PIPA slams Senate inquiry’s rental crisis rental report as wasteful

Chair also talks about concerning decline in investor activity

PIPA slams Senate inquiry’s rental crisis rental report as wasteful


By Mina Martin

The final report from the Senate Inquiry into the escalating rental crisis in Australia has come under harsh criticism from the Property Investment Professionals of Australia (PIPA), which lableled it a “waste of taxpayers’ money.”

Released in early December, the report contained no collective recommendations, drawing condemnation from PIPA Chair Nicola McDougall (pictured above).

“The inquiry was not only a waste of taxpayers’ money but was a huge waste of time and resources for the hundreds of individuals and organisations, such as PIPA, who produced submissions or spoke at the four public hearings,” she said.

PIPA on rental freezes and tenant consequences

While the chair’s recommendation for a two-year retrospective rental freeze and a 2% cap on rental increases every two years was included, McDougall argued that it seemed directly borrowed from The Greens’ playbook, lacking support from the National Cabinet or even Coalition or Labor Senators involved in the inquiry.

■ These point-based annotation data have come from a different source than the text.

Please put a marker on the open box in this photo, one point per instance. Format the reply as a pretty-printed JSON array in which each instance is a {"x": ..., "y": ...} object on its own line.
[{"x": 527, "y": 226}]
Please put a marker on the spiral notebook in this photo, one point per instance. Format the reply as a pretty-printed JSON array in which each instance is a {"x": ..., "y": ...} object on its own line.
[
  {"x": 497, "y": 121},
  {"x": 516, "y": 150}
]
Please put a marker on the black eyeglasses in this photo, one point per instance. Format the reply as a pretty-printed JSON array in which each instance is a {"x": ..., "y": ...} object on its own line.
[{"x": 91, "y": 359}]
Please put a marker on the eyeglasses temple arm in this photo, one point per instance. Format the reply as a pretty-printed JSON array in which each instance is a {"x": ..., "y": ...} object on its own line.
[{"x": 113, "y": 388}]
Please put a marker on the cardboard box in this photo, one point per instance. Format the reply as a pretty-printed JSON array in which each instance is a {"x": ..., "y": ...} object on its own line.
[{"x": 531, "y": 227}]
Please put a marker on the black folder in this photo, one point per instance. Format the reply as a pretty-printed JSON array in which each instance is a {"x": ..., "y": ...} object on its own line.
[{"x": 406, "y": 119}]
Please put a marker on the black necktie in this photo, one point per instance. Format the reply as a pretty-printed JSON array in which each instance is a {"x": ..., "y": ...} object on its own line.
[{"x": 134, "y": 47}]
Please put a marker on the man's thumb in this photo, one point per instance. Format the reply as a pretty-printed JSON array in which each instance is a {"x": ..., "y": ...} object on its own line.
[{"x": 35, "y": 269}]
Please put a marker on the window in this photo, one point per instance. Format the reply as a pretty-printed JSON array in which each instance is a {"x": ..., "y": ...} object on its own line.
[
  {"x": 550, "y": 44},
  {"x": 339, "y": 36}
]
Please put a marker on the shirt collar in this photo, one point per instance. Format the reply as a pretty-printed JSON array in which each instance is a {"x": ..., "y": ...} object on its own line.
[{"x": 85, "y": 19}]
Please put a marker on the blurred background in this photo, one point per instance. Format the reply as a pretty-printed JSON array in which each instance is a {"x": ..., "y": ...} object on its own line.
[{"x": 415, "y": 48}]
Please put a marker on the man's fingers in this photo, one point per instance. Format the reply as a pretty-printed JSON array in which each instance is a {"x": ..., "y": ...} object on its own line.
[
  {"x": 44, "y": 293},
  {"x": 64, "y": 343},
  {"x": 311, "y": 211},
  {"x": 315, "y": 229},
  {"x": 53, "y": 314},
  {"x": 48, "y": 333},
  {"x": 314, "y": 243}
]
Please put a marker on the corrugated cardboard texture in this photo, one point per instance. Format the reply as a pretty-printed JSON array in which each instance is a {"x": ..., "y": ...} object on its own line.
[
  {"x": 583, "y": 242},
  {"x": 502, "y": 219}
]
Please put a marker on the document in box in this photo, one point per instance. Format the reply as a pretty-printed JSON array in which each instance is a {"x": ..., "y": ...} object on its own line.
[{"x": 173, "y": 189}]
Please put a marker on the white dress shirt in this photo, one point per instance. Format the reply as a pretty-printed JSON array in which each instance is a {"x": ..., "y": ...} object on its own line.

The PIPA chair criticised the chair’s suggestion for rental freezes, emphasizing that expert research consistently showed negative consequences for tenants due to reduced rental supply when investors exit the market.

The National Cabinet’s stance, as of August last year, leaned towards a national standard of no more than one rent increase per year for tenants in the same property across fixed and ongoing agreements, differing significantly from the inquiry chair's recommendation.

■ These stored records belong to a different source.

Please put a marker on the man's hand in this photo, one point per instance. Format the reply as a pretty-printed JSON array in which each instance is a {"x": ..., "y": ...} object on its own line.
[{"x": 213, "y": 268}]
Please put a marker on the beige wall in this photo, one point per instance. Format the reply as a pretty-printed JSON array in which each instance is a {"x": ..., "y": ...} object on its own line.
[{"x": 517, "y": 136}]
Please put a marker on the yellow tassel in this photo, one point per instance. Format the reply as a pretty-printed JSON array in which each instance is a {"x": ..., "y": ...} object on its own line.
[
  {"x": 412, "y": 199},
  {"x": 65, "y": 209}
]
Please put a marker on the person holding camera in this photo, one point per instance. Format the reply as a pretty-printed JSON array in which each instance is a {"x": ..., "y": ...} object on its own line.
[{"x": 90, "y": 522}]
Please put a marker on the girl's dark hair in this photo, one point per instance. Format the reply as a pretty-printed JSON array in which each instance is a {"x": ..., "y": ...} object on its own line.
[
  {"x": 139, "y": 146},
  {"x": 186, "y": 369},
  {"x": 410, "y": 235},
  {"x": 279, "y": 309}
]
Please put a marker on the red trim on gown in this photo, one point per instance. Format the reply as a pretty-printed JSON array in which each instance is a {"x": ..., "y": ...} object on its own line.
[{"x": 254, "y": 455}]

Declining investor activity and worsening rental crisis

PIPA’s analysis of ATO data revealed a concerning 55% decline in the net average annual number of people with rental property incomes over the past five years nationally. The reduction in investor activity over the past eight years, particularly in Victoria and Queensland, has contributed to the exacerbation of the current rental crisis, according to McDougall.

Warning against potential anti-investor rental and taxation reforms, she expressed concerns about continued threats of rent freezes at a time when investors are grappling with significantly higher interest rates on their property loans.

“The ATO stats don’t lie, investors have already deserted markets around the nation – and especially in Victoria and Queensland – because they feel like they no longer have control of their assets,” she said.

The 2023 PIPA Annual Investor Sentiment Survey indicated that 12.1% of investors sold one or more rental properties nationally in the 12 months to August last year, with higher percentages in Queensland (39.8%) and Victoria (31.35%).

“Unfortunately, in another sign of more pressure to come for tenants, the survey found 38% of investors feel it’s likely they will sell within the next year for myriad reasons, a staggering increase from the 19.2% in the 2022 annual survey,” McDougall said.